Psychologie

Narzissmus: Definition und Verhaltensmuster einer Persönlichkeitsstörung

12.7.2022, 11:44 Uhr
Ohne eine Therapie ist es für Narzissten kaum möglich, ein normales Leben zu führen. (Symbolbild)

© MabelAmber, Pixabay, LizenzCC Ohne eine Therapie ist es für Narzissten kaum möglich, ein normales Leben zu führen. (Symbolbild)

Narzissmus ist eine Persönlichkeitsstörung, mit der man meist besonders selbstverliebte Egomanen in Verbindung bringt. Aber wie tickt ein Narzisst wirklich, was sind die typischen Verhaltensmuster und woran erkennt man, dass man eben kein Narzisst ist?

Narzissmus: Definition

Der Narzissmus bezeichnet eine Persönlichkeitsstörung in der Psychologie, die eine übersteigerte Selbstverliebtheit beschreibt. Die Störung geht auf einen Mythos des römischen Dichters Ovid zurück. Dieser beschrieb einen Mann namens Narziss, der viele Verehrerinnen hatte, die ihn jedoch nicht interessierten, da er nur von sich selbst fasziniert war. Als er sein Spiegelbild im Wasser erblickte, verliebte er sich direkt und konnte sich fortan nicht mehr von dem Bild abwenden. Er starb an seiner unerfüllten Liebe, anstelle seines Leichnams fand man nur eine gelbe Blume - die Narzisse.

In der Psychologie assoziiert man die folgenden Eigenschaften mit dem Narzissmus:

1. Großartigkeit (Verhalten und Fantasie)

2. Mangel an Empathie

3. Bedürfnis nach Bewunderung

Dazu kommen Dominanzverhalten, Selbstüberschätzung und enorme Empfindlichkeit gegenüber Kritik.

Narzisstische Persönlichkeitsstörung

Einige narzisstische Anteile tragen alle Menschen in sich. Dazu gehören wichtige und auch vorteilhafte Eigenschaften wie Selbstbewusstsein sowie eine gewisse Selbstbezogenheit. Diese ermöglichen es den Menschen, die eigenen Wünsche und Ziele wahrzunehmen, sich durchzusetzen und Erfolge zu erzielen. Wenn aber bestimmte Persönlichkeitseigenschaften in Kombination auftreten, führen diese zum typischen Verhalten eines Narzissten. Man spricht dann von einem Persönlichkeitsstil. Dieser wird vor allem in zwischenmenschlichen Beziehungen deutlich.

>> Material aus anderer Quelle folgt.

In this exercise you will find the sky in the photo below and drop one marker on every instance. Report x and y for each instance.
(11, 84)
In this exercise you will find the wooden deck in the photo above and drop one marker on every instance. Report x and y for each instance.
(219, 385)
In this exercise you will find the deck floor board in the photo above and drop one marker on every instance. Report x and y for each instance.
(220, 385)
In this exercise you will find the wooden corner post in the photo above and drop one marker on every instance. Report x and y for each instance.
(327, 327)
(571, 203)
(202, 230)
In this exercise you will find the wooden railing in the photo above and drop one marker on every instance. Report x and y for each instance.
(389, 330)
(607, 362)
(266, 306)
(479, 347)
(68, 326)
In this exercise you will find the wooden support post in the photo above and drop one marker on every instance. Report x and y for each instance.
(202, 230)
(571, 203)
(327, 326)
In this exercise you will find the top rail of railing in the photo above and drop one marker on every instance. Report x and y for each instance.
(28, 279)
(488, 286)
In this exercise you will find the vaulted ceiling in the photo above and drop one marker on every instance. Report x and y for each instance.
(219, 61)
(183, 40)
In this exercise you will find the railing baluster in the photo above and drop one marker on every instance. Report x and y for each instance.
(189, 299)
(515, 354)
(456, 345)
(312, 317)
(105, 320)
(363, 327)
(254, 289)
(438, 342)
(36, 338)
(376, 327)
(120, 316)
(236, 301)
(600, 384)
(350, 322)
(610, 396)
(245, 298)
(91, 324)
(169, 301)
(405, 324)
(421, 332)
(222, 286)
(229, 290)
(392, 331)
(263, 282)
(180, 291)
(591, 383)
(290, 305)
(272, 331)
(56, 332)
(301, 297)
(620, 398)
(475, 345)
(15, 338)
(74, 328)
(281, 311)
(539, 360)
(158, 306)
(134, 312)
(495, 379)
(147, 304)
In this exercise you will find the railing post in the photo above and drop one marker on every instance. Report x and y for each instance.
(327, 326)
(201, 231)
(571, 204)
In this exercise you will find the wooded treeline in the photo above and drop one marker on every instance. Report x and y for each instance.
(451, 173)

Narzissten sind in der Gesellschaft häufig anerkannt und erfolgreich. Wenn ihr Narzissmus jedoch das Ausmaß einer Persönlichkeitsstörung annimmt, haben es die Betroffenen schwierig. Denn ihr eigenes Verhalten weicht stark von den Erwartungen ihres Umfelds ab. Diese Persönlichkeitsmerkmale führen zu starken Beeinträchtigungen sowohl im sozialen Umfeld als auch im Beruf.

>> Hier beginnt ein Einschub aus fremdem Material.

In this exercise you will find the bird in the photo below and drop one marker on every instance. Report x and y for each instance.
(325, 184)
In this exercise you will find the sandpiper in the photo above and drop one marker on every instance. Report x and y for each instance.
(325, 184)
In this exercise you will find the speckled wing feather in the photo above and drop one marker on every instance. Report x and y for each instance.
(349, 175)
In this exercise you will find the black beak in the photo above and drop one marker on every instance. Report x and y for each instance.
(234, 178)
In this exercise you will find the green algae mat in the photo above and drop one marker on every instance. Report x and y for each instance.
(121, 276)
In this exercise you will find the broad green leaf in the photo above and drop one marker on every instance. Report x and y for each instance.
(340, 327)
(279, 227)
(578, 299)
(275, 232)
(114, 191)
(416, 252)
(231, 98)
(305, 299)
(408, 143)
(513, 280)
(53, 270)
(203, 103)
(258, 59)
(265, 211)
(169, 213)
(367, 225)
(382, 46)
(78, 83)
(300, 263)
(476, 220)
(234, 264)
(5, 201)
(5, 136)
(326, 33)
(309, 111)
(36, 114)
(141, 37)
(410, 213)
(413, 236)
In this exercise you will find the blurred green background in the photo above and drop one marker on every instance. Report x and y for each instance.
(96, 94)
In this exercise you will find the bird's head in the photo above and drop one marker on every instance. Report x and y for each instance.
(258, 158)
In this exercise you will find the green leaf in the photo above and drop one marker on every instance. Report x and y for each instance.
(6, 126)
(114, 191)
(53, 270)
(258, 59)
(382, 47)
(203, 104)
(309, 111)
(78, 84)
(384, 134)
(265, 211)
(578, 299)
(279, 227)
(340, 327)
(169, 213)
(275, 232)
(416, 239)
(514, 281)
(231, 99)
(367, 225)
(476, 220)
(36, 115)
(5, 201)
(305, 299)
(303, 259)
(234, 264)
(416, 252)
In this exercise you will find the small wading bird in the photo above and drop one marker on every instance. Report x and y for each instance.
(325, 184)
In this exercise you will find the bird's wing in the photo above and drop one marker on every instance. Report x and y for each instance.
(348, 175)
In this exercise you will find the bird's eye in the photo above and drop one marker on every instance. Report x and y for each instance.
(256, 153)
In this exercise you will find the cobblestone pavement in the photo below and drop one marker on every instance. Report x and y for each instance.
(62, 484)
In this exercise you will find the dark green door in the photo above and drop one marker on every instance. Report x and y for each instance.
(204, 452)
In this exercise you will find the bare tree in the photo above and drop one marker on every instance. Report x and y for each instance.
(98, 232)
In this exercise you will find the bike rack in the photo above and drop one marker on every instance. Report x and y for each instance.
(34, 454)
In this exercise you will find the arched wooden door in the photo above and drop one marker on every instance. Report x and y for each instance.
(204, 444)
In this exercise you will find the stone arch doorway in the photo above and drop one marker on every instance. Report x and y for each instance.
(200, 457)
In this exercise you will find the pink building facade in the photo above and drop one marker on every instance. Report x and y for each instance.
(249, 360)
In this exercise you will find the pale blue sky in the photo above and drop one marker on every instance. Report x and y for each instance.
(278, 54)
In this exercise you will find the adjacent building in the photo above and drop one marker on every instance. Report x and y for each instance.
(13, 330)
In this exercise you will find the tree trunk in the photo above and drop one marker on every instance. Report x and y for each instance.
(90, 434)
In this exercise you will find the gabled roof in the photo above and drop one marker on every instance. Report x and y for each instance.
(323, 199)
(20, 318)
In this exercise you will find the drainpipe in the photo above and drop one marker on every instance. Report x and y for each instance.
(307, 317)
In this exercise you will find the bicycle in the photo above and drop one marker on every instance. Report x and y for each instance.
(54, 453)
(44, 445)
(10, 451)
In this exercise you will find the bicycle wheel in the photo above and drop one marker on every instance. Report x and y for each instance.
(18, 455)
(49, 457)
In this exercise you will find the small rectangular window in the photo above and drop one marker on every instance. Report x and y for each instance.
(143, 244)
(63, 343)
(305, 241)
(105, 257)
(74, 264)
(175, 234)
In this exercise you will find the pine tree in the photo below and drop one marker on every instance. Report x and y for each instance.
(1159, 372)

Somit ist die Abgrenzung zwischen Narzissmus und einer narzisstischen Persönlichkeitsstörung wichtig - der Übergang hingegen ist fließend.

Was ist ein Narzisst?

Wenn die Ausprägung des Persönlichkeitsstils eines Individuums derart extrem ist, dass dabei die Lebensqualität beeinträchtigt wird, es zu (subjektivem) Leid oder häufigen Konflikten mit der Umwelt führt, spricht man von einer Persönlichkeitsstörung.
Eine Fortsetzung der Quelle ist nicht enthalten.